The paper recommends that animation frames be baked into a single texture. Is this a good technique in practice? I suppose that data for animation blending between 2 select frames can be done in the per-instance data, but what about things like only playing animations for selected nodes? Or additive animations? Would I have to bake all combinations of such animations?
Also, would you recommend using this technique for all skinned meshes in your engine?
It's still mostly relevent, although with modern API's you have more flexibility with regards to how you can read data in a shader. For instance, you now have structured buffers which are generally more convenient to work with than textures or constant buffers.
Typically your vertex shader will only be concerned with reading the final skeleton pose data, and won't be performing any of the actual animation or blending work that you're referring to. You would probably want to do this ahead of time on CPU (or possibly in a compute shader if you want to get fancy), where you write out the final bone transforms into buffers for each unique animation state. Then your instances would read from these buffers, with multiple instances possibly sharing the same animation state. That whitepaper achieves this sharing of animation states by putting an indirection index into the per-instance data, which is then used as an offset into a global combined bone texture/buffer. On modern API's you could also achieve this with bindless techniquesm where instead of having an offset into a buffer you could have an index into an array of descriptors.

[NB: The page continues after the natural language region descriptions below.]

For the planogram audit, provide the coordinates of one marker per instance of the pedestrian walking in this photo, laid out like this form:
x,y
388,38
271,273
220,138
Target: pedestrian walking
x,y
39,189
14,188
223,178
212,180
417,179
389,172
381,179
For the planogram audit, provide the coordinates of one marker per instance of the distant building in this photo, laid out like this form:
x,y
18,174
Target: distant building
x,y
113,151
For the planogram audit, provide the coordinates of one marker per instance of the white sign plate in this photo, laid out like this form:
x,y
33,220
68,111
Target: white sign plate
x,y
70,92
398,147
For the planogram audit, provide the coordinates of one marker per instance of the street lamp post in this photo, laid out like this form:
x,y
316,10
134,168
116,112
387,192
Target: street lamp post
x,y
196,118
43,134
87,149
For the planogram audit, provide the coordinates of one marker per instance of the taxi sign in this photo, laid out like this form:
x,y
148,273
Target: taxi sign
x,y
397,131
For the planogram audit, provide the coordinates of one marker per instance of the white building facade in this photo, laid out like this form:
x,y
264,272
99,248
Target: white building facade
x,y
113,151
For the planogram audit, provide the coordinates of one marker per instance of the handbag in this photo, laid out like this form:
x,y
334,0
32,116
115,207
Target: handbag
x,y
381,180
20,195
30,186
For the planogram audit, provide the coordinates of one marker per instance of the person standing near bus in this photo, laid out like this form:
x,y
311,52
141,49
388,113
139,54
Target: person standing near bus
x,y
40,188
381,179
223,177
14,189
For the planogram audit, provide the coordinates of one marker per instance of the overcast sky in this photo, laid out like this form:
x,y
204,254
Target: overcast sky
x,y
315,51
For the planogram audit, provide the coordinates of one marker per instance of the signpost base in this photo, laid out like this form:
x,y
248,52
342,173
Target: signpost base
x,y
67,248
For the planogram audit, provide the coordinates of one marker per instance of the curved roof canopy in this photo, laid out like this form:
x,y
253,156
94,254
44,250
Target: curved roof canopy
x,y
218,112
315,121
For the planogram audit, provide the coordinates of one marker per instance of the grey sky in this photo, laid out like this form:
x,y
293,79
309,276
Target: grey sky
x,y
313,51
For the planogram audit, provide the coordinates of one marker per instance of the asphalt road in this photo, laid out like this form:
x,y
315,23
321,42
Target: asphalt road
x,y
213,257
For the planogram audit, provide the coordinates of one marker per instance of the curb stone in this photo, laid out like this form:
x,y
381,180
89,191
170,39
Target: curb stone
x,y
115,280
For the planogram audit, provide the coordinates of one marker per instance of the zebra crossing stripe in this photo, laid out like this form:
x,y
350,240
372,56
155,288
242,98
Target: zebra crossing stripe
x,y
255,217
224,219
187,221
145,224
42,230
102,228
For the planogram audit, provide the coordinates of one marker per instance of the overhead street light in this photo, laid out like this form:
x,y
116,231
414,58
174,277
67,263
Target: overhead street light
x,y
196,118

Also, would you recommend using this technique for all skinned meshes in your engine?
There are at least two possible reasons why you might not want to do it on all skinned meshes:
Otherwise, sure. You can draw more stuff in the same time.
Thanks all for the information and pointing out my misunderstandings.
Also @samoth, what do you mean that my meshes need not be identical? When you call DrawIndexedInstanced() each time there is an understanding that you use the vertex/index buffer of the mesh and have your instance data in a constant buffer, hence it's the same mesh.
He most likely means instancing in combination with manual vertex fetching and/or merge instancing. Check out this paper: https://www.slideshare.net/DevCentralAMD/vertex-shader-tricks-bill-bilodeau manual vertex fetching starting page 7 and merge instancing starting page 20. Merge instancing is also described here: http://www.humus.name/index.php?page=Articles&ID=5
He most likely means instancing in combination with manual vertex fetching and/or merge instancing. Check out this paper: https://www.slideshare.net/DevCentralAMD/vertex-shader-tricks-bill-bilodeau manual vertex fetching starting page 7 and merge instancing starting page 20. Merge instancing is also described here: http://www.humus.name/index.php?page=Articles&ID=5
Thanks for the slides! Looks like I need some adjustments to the newer methods of rendering; I'm still using the older techniques of instancing esp with my particles.
He most likely means instancing in combination with manual vertex fetching and/or merge instancing.
Yep, that exactly.
Manual fetch is practically none different in performance nowadays from fixed-function (hardly measurable). which is very nice.
So "all meshes must be the same" is no longer really true for instancing. Or rather, it is true insofar as all meshes are the same, having no vertex data at all. You pull what you need from a buffer, using the vertex id and the instance id.
You still need the same number of vertices since that is the way instancing works. However...
...there's primitive restart, and there's points at infinity (or, you could just manually cull vertices above some threshold).
So, the requirement is really only "approximately the same count", you just leave the last bunch of vertices go waste. In principle, you could even combine any number, only just that might be wasteful. Imagine instancing objects with 50 and with 5,000 vertices together. The 50-vert instances will burn 4950 vertices to no effect. But if you have, say, 4,875 and 5,000 vertices (and completely different vertex positions, of course) then... who cares. Burning a couple of vertices will be way faster than drawing the meshes in separate batches.
When you get more complex animations due to input changes (think of something like FIFA), then you may blending several animation and it is easier to deal with on the cpu, especially since you will need final bone transforms for physics related things. However putting baked animations into a buffer/texture can be good for something like crowds, where they have a few idle or walk animations. You can then offset into the buffer and have all your instances playing a random section of an idle loop.
Thanks for the slides! Looks like I need some adjustments to the newer methods of rendering; I'm still using the older techniques of instancing esp with my particles.
You're welcome... I should also mention this other paper which builds on merge instancing. Its the GPU driven pipeline presentation available here: http://advances.realtimerendering.com/s2015/
Basically what they do is break down their meshes into smaller clusters of a fixed number of triangles. It then on the gpu does frustum, backface, and occlusion culling on the clusters to reduce the geometry load for a given scene. It then renders visible clusters using instancing and manual vertex fetching.